A high-severity Cross-Site Request Forgery (CSRF) vulnerability in web-able BetPress allows an attacker to perform a Stored XSS attack, potentially leading to website compromise.

The plugin is affected by a Cross-Site Request Forgery (CSRF) flaw. This allows an unauthenticated attacker to trick an authenticated administrator into executing a crafted request that results in the injection of a persistent malicious script (Stored XSS) into the application.

Rated as High severity with a CVSS score of 7.1, this vulnerability poses a significant risk. An attacker can use this flaw to execute arbitrary JavaScript in the browsers of users visiting the site.
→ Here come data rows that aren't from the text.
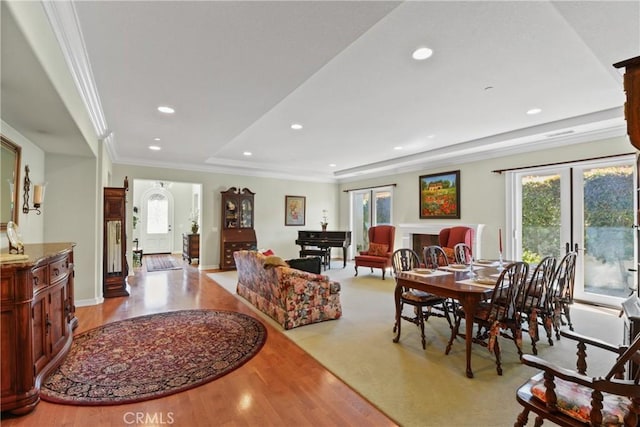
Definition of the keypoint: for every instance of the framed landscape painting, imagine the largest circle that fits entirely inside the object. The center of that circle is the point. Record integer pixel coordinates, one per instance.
(294, 210)
(440, 195)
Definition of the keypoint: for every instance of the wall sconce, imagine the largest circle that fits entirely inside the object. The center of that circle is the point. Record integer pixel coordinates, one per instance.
(38, 194)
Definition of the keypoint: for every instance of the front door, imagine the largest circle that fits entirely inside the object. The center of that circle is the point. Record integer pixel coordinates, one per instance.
(156, 221)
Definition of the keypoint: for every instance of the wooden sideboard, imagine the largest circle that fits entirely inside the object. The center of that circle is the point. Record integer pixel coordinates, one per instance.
(190, 246)
(37, 321)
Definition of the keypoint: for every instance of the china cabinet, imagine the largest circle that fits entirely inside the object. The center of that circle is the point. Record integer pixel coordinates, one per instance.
(237, 218)
(115, 268)
(37, 321)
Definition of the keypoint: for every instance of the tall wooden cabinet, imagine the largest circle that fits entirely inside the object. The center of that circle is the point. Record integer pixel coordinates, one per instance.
(237, 218)
(37, 321)
(115, 268)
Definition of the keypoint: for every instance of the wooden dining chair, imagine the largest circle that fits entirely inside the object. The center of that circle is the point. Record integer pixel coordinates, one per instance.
(463, 253)
(500, 315)
(434, 257)
(534, 298)
(569, 397)
(562, 292)
(425, 304)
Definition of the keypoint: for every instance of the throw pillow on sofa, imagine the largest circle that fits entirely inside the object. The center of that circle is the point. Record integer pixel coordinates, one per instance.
(274, 261)
(378, 249)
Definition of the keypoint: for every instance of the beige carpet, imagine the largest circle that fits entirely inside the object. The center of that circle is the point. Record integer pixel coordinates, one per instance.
(419, 387)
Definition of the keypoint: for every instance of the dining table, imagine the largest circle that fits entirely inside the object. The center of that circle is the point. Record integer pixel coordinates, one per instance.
(467, 286)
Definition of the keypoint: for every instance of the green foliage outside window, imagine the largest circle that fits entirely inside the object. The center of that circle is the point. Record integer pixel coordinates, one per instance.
(608, 210)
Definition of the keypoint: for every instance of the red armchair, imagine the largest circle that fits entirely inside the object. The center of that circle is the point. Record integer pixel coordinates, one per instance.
(380, 251)
(449, 237)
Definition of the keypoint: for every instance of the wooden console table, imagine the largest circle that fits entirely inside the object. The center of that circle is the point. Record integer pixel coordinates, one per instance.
(38, 318)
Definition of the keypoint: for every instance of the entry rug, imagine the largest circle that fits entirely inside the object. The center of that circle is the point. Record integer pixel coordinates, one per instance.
(153, 356)
(161, 262)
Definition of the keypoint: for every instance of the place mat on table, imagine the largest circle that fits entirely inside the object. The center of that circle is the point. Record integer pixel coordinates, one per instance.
(459, 267)
(13, 257)
(481, 281)
(426, 272)
(487, 262)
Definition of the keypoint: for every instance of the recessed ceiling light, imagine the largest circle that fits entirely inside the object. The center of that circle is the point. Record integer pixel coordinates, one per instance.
(422, 53)
(166, 109)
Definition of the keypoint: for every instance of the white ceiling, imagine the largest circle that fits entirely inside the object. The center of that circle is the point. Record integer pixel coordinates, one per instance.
(240, 73)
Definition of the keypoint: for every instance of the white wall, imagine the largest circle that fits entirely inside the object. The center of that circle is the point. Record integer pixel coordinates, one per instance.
(72, 216)
(482, 192)
(31, 225)
(269, 207)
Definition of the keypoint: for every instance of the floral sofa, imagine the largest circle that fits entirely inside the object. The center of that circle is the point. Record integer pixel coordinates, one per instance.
(291, 297)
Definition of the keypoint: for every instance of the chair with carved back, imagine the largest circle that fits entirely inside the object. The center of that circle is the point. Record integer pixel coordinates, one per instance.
(534, 297)
(569, 397)
(559, 296)
(380, 250)
(434, 257)
(425, 304)
(449, 237)
(500, 315)
(463, 254)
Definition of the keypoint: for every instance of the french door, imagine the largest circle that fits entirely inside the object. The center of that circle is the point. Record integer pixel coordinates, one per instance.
(588, 206)
(369, 207)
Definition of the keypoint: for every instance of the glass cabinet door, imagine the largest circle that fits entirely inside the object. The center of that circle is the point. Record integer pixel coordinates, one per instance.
(246, 220)
(230, 214)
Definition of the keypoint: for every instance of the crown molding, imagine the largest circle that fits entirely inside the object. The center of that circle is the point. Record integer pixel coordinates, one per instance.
(64, 21)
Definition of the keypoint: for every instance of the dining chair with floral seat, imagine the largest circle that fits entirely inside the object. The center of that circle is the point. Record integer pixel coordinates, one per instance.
(425, 304)
(498, 316)
(532, 303)
(569, 397)
(380, 250)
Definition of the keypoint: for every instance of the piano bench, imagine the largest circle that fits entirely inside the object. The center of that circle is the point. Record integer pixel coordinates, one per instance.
(323, 253)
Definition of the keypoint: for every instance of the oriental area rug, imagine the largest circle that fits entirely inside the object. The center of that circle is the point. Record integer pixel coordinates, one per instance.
(161, 262)
(152, 356)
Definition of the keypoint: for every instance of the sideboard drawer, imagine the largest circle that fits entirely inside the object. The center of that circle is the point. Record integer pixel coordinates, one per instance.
(59, 269)
(40, 278)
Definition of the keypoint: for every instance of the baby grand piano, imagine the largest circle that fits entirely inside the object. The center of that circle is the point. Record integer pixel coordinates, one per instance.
(319, 243)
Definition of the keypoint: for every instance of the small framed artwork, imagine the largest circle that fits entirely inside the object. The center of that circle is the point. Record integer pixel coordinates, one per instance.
(440, 195)
(294, 210)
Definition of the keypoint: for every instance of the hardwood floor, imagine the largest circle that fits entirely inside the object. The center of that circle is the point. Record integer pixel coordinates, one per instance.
(280, 386)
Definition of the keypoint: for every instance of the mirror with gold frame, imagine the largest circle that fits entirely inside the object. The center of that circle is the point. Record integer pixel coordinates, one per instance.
(9, 172)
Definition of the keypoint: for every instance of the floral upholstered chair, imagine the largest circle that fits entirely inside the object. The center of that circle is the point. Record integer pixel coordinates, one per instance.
(568, 398)
(380, 251)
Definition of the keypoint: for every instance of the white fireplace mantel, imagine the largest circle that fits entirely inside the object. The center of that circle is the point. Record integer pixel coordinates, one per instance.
(408, 230)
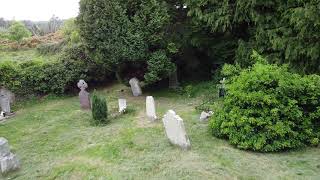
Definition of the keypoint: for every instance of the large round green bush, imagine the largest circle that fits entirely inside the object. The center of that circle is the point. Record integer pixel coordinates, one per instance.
(268, 108)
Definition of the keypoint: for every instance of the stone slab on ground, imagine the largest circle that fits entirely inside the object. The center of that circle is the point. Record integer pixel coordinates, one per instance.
(9, 163)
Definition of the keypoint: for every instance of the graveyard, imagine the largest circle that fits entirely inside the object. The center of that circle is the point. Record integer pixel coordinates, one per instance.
(159, 89)
(54, 140)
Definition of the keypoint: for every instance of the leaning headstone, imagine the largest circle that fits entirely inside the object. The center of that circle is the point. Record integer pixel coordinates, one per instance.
(175, 130)
(205, 115)
(122, 105)
(135, 87)
(151, 108)
(8, 161)
(173, 80)
(5, 104)
(84, 95)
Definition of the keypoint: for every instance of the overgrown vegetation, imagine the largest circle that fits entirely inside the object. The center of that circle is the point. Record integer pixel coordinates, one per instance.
(99, 109)
(283, 31)
(268, 108)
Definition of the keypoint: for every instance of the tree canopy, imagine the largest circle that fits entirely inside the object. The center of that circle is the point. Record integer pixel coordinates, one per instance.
(17, 31)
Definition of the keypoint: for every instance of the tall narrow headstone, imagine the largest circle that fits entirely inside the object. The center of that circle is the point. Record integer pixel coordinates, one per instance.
(135, 87)
(175, 130)
(8, 161)
(122, 105)
(5, 92)
(151, 108)
(5, 104)
(4, 147)
(173, 80)
(84, 95)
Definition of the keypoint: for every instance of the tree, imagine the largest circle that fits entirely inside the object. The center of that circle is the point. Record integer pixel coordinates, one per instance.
(18, 31)
(285, 32)
(125, 36)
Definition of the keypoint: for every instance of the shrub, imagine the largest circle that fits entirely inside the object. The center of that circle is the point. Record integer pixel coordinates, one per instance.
(268, 108)
(50, 48)
(99, 109)
(18, 31)
(59, 76)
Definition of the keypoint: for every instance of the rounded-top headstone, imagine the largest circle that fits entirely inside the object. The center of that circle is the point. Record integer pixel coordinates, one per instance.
(82, 85)
(4, 147)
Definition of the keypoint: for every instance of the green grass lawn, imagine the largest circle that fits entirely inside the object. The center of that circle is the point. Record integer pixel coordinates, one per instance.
(55, 140)
(24, 55)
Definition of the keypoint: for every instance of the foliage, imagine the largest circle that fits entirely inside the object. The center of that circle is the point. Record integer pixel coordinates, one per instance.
(128, 32)
(268, 108)
(99, 109)
(50, 48)
(17, 31)
(57, 76)
(285, 32)
(70, 31)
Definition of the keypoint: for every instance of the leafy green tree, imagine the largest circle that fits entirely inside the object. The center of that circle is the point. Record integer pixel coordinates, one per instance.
(127, 35)
(284, 31)
(70, 31)
(268, 108)
(17, 31)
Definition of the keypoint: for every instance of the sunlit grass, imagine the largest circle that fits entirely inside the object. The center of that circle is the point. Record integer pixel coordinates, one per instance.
(55, 140)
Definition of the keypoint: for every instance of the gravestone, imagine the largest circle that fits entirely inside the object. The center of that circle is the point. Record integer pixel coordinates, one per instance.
(122, 105)
(5, 104)
(4, 147)
(135, 87)
(222, 88)
(151, 108)
(7, 93)
(8, 161)
(173, 80)
(175, 130)
(84, 95)
(205, 115)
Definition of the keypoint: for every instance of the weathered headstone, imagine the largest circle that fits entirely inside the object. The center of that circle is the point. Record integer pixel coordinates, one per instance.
(175, 130)
(5, 104)
(135, 87)
(122, 105)
(8, 161)
(222, 87)
(205, 115)
(4, 147)
(84, 95)
(173, 80)
(151, 108)
(7, 93)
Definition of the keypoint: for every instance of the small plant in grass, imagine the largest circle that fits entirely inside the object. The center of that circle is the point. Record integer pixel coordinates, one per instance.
(99, 109)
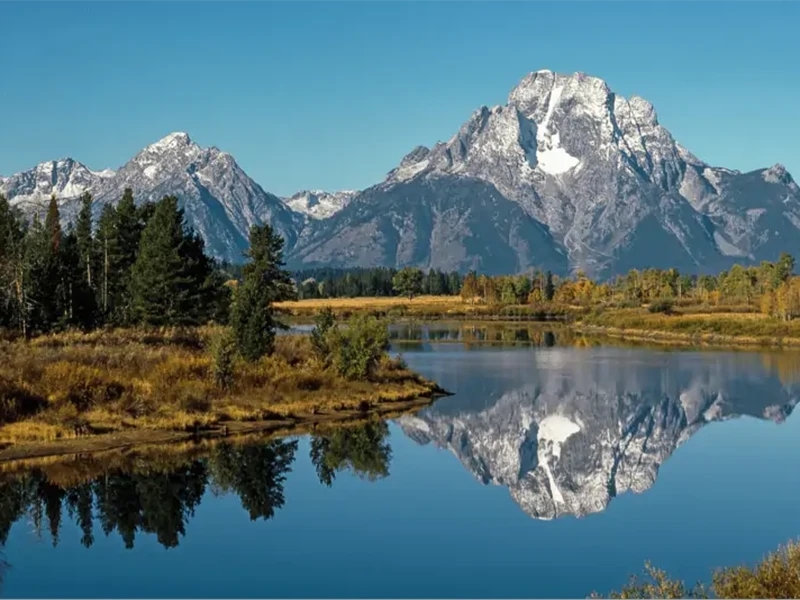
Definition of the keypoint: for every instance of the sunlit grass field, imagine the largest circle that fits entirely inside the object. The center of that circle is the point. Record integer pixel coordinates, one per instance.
(74, 384)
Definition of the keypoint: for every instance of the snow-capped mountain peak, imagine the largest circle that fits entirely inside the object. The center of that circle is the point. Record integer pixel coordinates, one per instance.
(219, 200)
(319, 204)
(596, 171)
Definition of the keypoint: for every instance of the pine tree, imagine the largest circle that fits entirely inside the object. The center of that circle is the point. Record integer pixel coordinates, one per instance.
(408, 282)
(83, 233)
(265, 282)
(163, 287)
(106, 248)
(549, 288)
(12, 291)
(469, 288)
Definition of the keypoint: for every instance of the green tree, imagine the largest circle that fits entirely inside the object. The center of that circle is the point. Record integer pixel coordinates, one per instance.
(169, 280)
(265, 281)
(408, 282)
(83, 233)
(549, 288)
(469, 287)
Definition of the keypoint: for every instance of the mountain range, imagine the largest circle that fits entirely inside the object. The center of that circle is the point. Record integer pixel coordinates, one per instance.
(566, 175)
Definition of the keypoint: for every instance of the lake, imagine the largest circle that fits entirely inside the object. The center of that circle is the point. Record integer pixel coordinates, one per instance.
(558, 467)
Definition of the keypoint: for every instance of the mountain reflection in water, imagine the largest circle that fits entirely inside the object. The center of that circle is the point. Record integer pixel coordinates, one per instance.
(566, 429)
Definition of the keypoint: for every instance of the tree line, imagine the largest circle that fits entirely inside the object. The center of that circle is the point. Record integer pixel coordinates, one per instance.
(138, 265)
(380, 282)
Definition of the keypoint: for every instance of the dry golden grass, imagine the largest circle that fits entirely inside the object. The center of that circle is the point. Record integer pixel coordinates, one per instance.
(426, 307)
(373, 302)
(71, 385)
(719, 327)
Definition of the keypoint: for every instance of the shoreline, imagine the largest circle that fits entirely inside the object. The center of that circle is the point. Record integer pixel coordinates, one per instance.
(666, 338)
(286, 426)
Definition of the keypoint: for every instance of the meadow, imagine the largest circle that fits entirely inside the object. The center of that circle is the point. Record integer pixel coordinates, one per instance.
(76, 385)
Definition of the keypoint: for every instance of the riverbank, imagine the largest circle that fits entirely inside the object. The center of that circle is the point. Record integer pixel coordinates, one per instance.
(427, 308)
(684, 326)
(84, 392)
(691, 328)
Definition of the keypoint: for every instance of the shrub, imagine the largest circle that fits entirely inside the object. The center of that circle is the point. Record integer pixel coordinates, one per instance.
(357, 349)
(777, 576)
(661, 306)
(223, 354)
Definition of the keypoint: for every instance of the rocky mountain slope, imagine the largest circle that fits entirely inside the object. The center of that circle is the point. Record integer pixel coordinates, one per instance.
(318, 204)
(609, 184)
(220, 201)
(569, 433)
(566, 175)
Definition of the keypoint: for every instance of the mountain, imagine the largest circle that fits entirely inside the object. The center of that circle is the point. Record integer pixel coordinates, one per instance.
(318, 204)
(567, 430)
(596, 172)
(444, 223)
(566, 175)
(220, 201)
(66, 178)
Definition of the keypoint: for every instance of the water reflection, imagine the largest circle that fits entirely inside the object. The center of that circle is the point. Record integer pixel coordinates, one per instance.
(481, 333)
(567, 430)
(158, 493)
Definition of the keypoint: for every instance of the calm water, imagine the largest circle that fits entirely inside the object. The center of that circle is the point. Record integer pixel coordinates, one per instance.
(555, 469)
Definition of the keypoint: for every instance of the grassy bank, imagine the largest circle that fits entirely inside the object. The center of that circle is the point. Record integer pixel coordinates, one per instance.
(690, 327)
(425, 307)
(777, 575)
(71, 386)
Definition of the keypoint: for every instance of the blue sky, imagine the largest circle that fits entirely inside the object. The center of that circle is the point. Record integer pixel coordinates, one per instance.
(331, 94)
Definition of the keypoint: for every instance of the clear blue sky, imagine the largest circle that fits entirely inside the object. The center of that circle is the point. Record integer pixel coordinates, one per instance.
(331, 94)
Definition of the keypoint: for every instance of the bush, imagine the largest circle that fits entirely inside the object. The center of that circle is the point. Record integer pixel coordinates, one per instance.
(664, 306)
(223, 354)
(356, 350)
(777, 576)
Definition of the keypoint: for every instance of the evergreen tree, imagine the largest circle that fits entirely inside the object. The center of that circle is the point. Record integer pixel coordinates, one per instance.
(469, 287)
(264, 282)
(12, 292)
(168, 281)
(549, 288)
(83, 233)
(106, 247)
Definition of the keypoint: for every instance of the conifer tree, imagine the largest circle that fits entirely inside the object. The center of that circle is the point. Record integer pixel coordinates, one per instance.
(265, 282)
(83, 233)
(172, 281)
(12, 292)
(106, 247)
(549, 288)
(157, 285)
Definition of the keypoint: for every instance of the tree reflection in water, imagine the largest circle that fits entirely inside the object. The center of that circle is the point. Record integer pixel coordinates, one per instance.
(142, 494)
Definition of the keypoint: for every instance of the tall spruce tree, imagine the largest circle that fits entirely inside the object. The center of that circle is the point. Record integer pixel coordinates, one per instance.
(265, 281)
(170, 279)
(12, 292)
(106, 248)
(83, 234)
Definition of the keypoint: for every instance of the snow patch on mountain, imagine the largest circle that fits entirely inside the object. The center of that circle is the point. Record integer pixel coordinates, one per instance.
(319, 204)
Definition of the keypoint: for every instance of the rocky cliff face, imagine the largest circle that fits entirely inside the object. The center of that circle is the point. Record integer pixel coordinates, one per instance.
(609, 184)
(220, 201)
(585, 429)
(318, 204)
(566, 175)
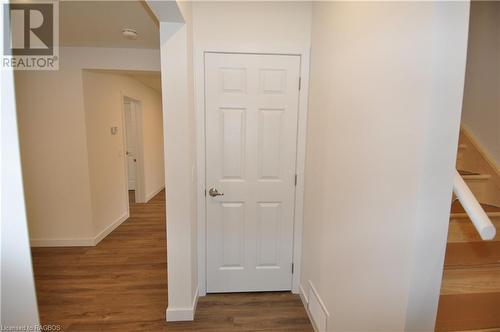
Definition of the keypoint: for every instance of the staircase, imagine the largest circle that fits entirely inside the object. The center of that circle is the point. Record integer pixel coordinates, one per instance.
(470, 289)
This could be used to steal session cookies, capture credentials, perform unauthorized actions on behalf of users, or redirect them to malicious websites.

Immediate Action: Update the web-able BetPress plugin to the latest patched version from the vendor to eliminate the vulnerability.

Proactive Monitoring: Scan the website's frontend and backend for any unexpected behavior or injected scripts. Monitor logs for unusual administrative actions.

Compensating Controls: Implement a Web Application Firewall (WAF) to block CSRF attempts and filter requests containing XSS payloads, providing a crucial layer of defense.

Public Exploit Available: false

The ability to inject persistent malicious code into a website via a CSRF attack is a critical security issue. Given the High severity rating, immediate action is required. Administrators must update the BetPress plugin without delay to protect the website and its users.